The view through a small window from atop the lighthouse at St. Marks NWR
Looking out from a lighthouse window. Photo by Dan Chapman, USFWS.

She unlocks another door and spirals up the stairs to the lighthouse cupola. The centerpost of longleaf pine steadies the acrophobic. Five evenly spaced windows offer a kaleidoscope of maritime views: the live oak below; a trawler on the bay’s horizon; pelicans atop an abandoned dock; the palm-lined Lighthouse Road; and miles of marsh giving way to becalmed bay and undeveloped coastline. All comes into singular, spectacular view in the 10-sided cupola perched atop the sturdy lighthouse. It’s hothouse hot, with the sun magnifying through the glass turret, and dizzying at first. An offer to step out onto the catwalk is declined. Will sops up rivulets of water from the night’s storm with a rag.

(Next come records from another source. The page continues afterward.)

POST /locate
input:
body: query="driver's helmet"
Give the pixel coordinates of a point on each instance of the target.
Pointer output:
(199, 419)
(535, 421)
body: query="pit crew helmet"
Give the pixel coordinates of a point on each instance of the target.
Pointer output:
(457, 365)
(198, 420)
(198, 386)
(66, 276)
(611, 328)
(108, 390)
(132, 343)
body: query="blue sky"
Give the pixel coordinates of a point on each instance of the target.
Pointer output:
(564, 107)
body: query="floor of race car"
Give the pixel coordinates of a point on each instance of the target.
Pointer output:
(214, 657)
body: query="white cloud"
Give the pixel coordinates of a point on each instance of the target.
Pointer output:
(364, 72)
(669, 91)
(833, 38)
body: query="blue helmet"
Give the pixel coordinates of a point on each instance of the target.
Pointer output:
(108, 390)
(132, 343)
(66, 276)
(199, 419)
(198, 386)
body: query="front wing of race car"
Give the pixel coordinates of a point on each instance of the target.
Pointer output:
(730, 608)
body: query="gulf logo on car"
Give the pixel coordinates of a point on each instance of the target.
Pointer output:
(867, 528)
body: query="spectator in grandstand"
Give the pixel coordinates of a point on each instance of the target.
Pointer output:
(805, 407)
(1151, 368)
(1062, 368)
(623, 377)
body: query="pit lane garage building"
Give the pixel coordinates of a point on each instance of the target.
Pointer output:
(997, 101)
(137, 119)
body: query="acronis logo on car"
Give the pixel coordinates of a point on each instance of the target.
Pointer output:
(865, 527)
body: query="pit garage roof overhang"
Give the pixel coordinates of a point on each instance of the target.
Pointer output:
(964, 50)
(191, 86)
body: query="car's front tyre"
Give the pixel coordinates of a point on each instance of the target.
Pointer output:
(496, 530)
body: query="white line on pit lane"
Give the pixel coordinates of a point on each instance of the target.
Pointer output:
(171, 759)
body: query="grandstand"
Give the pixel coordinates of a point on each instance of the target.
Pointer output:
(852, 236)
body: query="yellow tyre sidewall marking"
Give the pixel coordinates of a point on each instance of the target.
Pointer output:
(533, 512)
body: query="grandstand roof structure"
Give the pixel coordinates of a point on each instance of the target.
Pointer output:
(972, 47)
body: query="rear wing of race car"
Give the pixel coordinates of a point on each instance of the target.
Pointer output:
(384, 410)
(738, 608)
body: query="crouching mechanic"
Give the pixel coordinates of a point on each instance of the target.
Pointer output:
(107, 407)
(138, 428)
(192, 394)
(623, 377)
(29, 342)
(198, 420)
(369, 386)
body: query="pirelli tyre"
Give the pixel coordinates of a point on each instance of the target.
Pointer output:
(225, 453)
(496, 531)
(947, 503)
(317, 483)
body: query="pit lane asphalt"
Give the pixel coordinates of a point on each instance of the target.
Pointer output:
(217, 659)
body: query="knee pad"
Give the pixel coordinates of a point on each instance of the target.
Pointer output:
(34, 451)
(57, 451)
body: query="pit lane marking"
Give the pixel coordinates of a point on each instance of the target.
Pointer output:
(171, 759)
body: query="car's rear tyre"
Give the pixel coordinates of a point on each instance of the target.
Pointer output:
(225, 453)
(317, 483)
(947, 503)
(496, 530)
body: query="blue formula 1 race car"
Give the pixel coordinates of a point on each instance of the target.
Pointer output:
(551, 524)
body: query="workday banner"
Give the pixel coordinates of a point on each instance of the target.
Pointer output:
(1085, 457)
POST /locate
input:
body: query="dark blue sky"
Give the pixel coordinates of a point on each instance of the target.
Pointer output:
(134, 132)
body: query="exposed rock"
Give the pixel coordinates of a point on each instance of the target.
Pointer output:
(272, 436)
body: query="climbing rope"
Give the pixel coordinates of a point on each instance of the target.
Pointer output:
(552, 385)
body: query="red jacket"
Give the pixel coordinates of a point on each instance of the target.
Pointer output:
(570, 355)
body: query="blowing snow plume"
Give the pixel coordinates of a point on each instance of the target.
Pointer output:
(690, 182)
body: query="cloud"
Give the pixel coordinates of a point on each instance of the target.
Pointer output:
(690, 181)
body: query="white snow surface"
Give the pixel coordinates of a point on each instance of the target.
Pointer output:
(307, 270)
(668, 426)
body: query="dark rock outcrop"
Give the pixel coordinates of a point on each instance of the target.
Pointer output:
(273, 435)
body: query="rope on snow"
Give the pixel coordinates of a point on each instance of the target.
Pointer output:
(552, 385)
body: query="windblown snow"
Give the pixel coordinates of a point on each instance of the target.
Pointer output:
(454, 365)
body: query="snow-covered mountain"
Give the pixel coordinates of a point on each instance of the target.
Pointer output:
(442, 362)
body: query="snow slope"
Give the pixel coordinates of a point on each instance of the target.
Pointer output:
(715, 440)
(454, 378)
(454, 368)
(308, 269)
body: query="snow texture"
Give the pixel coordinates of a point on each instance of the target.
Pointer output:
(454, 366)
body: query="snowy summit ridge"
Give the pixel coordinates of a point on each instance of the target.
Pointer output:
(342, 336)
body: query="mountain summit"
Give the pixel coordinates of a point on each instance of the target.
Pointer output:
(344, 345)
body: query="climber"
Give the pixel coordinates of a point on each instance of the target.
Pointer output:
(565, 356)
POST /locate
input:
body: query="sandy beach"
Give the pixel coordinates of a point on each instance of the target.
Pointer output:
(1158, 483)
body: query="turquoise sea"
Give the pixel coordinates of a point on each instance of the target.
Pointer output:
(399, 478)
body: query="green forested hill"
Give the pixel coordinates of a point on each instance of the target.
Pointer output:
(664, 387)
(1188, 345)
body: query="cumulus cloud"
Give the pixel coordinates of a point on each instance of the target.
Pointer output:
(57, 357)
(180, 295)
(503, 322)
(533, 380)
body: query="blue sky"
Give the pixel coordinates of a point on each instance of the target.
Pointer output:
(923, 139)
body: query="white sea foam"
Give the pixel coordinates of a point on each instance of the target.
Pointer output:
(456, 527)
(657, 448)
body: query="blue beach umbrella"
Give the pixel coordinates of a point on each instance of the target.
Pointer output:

The docent remembers her purpose.

“We’re not a historical organization, but we can use the lighthouse to champion land and water protection,” Will said. “We can marry the message of the St. Marks lighthouse with the mission of the refuge and its really important and enduring legacy of conservation.”

Tours of the keeper’s house are offered the first Friday and Saturday of the month; the tower, though, remains off limits. Baird and fundraisers seek another $400,000 to finish the restoration. Walkways, white picket fences and old-timey shutters are needed. The cistern must be repaired. A replica Fresnel lens should be delivered any day. Only then will the St. Marks lighthouse truly shine.

“Lighthouses are a symbol of hope, a beacon in the darkness or storms,” Will said. “We all need a lighthouse.”